Aldermen will review a proposed budget this week that includes a 4.5 percent pay raise for all city employees, with additional increases for the lowest police department pay from $14.18 per hour to $15, according to City Administrator Steve Roth.
Roth presented a draft of the budget at the Sept. 5 meeting, and he said he was comfortable with the spending plan.
That initial draft did not include the pay raises, but Roth noted that he will recommend an across-the-board increase for city workers. He said Police Chief Matt Mansell would present the request for police department increases.
Aldermen said they wanted to see the complete budget with the raises included when they consider it for approval.
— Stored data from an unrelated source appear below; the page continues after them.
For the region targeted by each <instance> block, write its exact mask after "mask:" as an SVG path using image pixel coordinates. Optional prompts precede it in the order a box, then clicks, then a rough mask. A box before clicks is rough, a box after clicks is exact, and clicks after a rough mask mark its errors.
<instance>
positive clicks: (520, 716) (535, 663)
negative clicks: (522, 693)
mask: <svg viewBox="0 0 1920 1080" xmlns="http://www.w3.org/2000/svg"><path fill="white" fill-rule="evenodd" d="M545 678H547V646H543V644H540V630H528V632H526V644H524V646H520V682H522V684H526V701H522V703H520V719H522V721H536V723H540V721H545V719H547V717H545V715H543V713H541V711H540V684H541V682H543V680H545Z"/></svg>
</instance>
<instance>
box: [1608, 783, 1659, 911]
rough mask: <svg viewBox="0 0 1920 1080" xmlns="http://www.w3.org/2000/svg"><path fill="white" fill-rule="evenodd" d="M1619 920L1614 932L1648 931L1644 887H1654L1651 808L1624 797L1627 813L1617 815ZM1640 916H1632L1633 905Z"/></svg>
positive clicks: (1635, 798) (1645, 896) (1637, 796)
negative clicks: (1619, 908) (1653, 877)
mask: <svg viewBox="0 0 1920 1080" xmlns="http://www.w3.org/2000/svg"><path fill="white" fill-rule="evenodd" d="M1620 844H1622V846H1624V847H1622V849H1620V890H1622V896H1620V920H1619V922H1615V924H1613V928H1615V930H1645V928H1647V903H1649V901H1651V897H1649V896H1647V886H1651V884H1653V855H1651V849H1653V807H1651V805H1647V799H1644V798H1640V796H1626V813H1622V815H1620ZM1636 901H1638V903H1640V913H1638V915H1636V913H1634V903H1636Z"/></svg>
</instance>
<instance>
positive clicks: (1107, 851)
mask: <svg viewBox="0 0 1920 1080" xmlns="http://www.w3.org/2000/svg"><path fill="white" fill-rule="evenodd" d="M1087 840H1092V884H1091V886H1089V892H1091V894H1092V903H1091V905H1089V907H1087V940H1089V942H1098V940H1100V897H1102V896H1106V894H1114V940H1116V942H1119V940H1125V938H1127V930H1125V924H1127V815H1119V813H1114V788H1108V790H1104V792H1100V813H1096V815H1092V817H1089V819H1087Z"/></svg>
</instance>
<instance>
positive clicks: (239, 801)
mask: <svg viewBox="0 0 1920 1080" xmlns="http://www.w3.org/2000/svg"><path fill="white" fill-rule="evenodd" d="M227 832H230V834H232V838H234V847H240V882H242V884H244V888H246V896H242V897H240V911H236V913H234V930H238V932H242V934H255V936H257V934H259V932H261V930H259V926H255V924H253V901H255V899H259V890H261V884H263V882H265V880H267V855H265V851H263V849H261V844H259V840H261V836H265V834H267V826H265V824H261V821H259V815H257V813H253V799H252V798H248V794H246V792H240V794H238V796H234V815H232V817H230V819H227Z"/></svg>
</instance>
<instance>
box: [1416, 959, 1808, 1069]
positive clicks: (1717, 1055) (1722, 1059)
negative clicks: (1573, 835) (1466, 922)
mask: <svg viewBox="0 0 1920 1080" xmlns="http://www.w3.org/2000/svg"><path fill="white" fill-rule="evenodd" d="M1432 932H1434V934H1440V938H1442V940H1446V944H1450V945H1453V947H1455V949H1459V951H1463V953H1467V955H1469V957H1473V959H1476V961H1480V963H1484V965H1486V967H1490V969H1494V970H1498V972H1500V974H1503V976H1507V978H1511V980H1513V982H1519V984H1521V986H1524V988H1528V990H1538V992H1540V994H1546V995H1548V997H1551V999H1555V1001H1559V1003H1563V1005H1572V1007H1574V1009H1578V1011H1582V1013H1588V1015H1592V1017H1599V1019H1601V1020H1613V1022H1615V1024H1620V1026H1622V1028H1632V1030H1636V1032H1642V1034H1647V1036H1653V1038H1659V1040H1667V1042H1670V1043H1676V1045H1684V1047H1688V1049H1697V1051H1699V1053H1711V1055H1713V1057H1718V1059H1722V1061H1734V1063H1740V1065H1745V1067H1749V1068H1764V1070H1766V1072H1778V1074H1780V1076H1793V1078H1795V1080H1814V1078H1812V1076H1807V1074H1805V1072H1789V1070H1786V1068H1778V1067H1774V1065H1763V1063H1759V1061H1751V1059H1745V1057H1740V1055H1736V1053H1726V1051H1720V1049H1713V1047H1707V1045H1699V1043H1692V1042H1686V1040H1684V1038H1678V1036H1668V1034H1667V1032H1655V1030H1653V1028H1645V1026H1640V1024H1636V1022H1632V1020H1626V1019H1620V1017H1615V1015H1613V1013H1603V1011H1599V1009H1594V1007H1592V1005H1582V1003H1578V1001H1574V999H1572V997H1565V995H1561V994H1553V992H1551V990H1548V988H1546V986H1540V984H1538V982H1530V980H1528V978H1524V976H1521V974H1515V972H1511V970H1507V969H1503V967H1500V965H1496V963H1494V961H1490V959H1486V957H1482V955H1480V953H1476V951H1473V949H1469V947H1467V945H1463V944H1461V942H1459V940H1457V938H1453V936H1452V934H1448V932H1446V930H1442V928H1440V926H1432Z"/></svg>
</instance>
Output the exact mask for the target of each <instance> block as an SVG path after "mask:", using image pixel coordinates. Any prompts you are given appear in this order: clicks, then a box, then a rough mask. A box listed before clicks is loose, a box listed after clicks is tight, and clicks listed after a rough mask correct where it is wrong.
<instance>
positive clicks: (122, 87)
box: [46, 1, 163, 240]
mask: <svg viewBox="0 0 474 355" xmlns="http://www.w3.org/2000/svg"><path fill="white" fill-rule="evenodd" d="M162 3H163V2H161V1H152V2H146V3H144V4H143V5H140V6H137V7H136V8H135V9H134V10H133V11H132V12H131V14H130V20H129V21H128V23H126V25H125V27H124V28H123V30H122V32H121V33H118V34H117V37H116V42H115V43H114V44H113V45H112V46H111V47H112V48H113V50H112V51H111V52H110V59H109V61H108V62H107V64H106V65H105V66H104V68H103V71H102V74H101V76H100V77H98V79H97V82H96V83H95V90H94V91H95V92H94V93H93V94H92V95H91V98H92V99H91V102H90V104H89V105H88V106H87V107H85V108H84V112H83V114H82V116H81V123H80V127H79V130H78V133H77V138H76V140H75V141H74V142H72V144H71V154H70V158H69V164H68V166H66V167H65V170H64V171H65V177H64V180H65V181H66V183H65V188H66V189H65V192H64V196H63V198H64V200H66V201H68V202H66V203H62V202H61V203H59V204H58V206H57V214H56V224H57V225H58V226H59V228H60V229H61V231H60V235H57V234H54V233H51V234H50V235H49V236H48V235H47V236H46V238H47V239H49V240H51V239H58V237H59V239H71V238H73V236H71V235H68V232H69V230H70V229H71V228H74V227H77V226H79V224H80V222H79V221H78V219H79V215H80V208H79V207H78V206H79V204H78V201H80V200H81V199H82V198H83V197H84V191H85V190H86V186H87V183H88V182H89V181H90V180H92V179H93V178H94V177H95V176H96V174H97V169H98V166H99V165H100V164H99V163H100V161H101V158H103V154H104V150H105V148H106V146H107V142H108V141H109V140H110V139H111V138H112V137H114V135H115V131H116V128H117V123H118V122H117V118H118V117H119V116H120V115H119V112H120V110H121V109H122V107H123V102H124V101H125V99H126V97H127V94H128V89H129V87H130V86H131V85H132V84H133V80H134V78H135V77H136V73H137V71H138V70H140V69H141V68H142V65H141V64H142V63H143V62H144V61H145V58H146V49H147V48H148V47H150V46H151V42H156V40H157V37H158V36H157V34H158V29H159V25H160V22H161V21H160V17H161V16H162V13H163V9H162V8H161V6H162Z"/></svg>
“We need to see what we’re actually being asked to pass,” Alderman Nick Chlebowski said.
If approved, the new spending plan would go into effect Oct. 1.
The 4.5 percent pay raise, plus a health insurance increase, represents a 4.72 percent increase, which is $135,000 above the budgeted payroll at the end of fiscal year 2017.
A factor in the increase is the city’s health insurance plan, which is expected to increase by 8.8 percent, or $44,133.
City employees have not had an across-the-board pay increase since July 1, 2015. The 4.5 percent hike is designated as part of a cost-of-living increase for two years.
Recent reductions in staff and the city’s reasonably strong financial position combine to support the level of pay increase, Roth said.
The proposed budget shows $5,928,130 in total general fund revenue, with $350,765 in unreserved general fund cash for a total available revenue of $6,278,895.
In addition to the general fund, the tourism tax, water and sewer departments funds and three community improvement districts (CIDs) funds are not included in general fund revenue and expenditures. The city has $654,000 in total CID reserves with no identified projects.
A half-cent capital improvement tax expected to generate $415,000 also is kept separate. The plan calls for spending $250,000 of that funding on street maintenance in 2018.
The contingency fund, also known as the rainy day fund, shows a balance of $1,555,599.
Personnel costs included in the draft budget are $156,000 in administrative personnel costs; $390,433 for the street department; $103,000 for code enforcement; $26,000 for animal control; $26,000 for building department; $30,000 for parks; and $1.4 million in police department salaries and incentives. Court personnel costs are projected at $68,000.
The city will spend $584,175 on the city parks, which includes personnel, general maintenance, grass mowing, and $448,451 for construction at Jensen’s Point, the dog park, improvements, a new pavilion roof and the new Liberty Field restroom/concession stand building.
The city will spend an additional $88,500 to operate the city pool.
Also included are three special projects — Thornton Road Phase 2, Highway N Phase 2, and Candlewick Lane, for a combined total of $775,000.
Once the budget is approved and adopted, the final pay recommendations would be forwarded to the board of aldermen for approval as an updated salary schedule.